Surprisingly, naïve female lymphocytes also effectively inhibited TRAMP-C2 growth in male mice as did those from TRAMP-C2-challenged female mice, when combined with pre-conditioning of recipient mice and IL-2 administration. Emerging evidence in mouse models indicates that the differentiation status of transferred cells is also important to the success of T cell-based therapies [36, 37]. Naïve, rather than central memory T cells, were found to be superior in potentiating tumor immunity upon adoptive transfer [38]. Thus, prostate cancer/tissue antigen-specific T cell precursors in female naïve cells may efficiently differentiate and become activated in recipient mice undergoing pre-conditioning. However, it remains to be tested whether undifferentiated female lymphocytes is preferable for augmenting ACT compared to the primed counterparts.
Our studies suggest that rather than using traditional TILs for ACT, high-avidity prostate tumor/tissue reactive T cells, which are present in female T cell repertoire, may be exploited as the source of immunotherapeutic ‘effector’ cells. Compared to the extensive effort needed to apply individualized conventional ACT, the use of female lymphocytes could reduce the time and labor required, and therefore represents a conceptually attractive therapy for advanced CaP with a broad applicability.

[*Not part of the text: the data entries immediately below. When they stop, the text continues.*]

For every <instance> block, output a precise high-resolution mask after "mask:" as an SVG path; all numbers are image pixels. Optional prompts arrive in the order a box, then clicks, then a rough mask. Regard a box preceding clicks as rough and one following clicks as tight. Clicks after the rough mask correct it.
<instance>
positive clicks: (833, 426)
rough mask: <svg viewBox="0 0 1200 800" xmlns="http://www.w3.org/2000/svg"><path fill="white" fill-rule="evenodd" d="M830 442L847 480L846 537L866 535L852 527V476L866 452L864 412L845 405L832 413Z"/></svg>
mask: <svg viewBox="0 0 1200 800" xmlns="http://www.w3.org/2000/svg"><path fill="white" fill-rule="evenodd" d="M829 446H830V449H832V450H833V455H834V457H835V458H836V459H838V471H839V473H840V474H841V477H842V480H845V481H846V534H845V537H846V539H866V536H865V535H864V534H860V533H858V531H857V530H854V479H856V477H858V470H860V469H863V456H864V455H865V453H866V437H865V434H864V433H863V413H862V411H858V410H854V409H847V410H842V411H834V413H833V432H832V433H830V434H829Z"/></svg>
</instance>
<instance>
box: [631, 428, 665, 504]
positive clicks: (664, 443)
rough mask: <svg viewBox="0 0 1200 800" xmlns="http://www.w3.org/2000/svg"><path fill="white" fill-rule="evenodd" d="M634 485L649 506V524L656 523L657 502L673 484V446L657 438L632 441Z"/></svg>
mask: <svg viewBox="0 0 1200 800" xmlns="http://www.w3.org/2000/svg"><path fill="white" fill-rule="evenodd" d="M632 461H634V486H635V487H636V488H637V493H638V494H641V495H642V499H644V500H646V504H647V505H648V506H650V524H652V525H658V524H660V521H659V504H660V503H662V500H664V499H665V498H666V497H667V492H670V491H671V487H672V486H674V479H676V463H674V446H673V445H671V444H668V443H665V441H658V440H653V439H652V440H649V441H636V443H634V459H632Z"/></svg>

However, several challenges need to be overcome before this approach is translated in the clinic. Ex vivo ‘programming’ and expansion of naïve female lymphocyte or its subsets and lineage still have to be defined to achieve optimal antitumor activity [39]. Although, the polyvalent nature of antigenic specificity clearly provides additional therapeutic benefits in CaP treatment, knowledge of female donor lymphocyte-mediated antigen recognition for GVT and GVHD will guide choice of right T cell candidate. Selective enrichment of prostate tumor/tissue-specific T-effector cells for ACT would greatly reduce the risk of GVHD in the recipient host. Generation of female T cell lines or clones reactive with prostate tumor will permit to address this issue directly. With the emergence of TCR gene therapy [40], identification of specific TCRs and novel prostate tumor antigens via reactive female T cells will provide new and attractive opportunities for rational design of targeted immunotherapies, including adoptive therapy, against CaP.
Acknowledgments
This work was supported by NIH research grant CA129111, CA154708 American Cancer Society (ACS) RSG-08-187-01-LIB, Harrison endowed scholarship (X-Y W) and NCI Cancer Center Support Grant to Massey Cancer Center.
Conflict of interest
All authors have declared there are no financial conflicts of interest in regards to this work.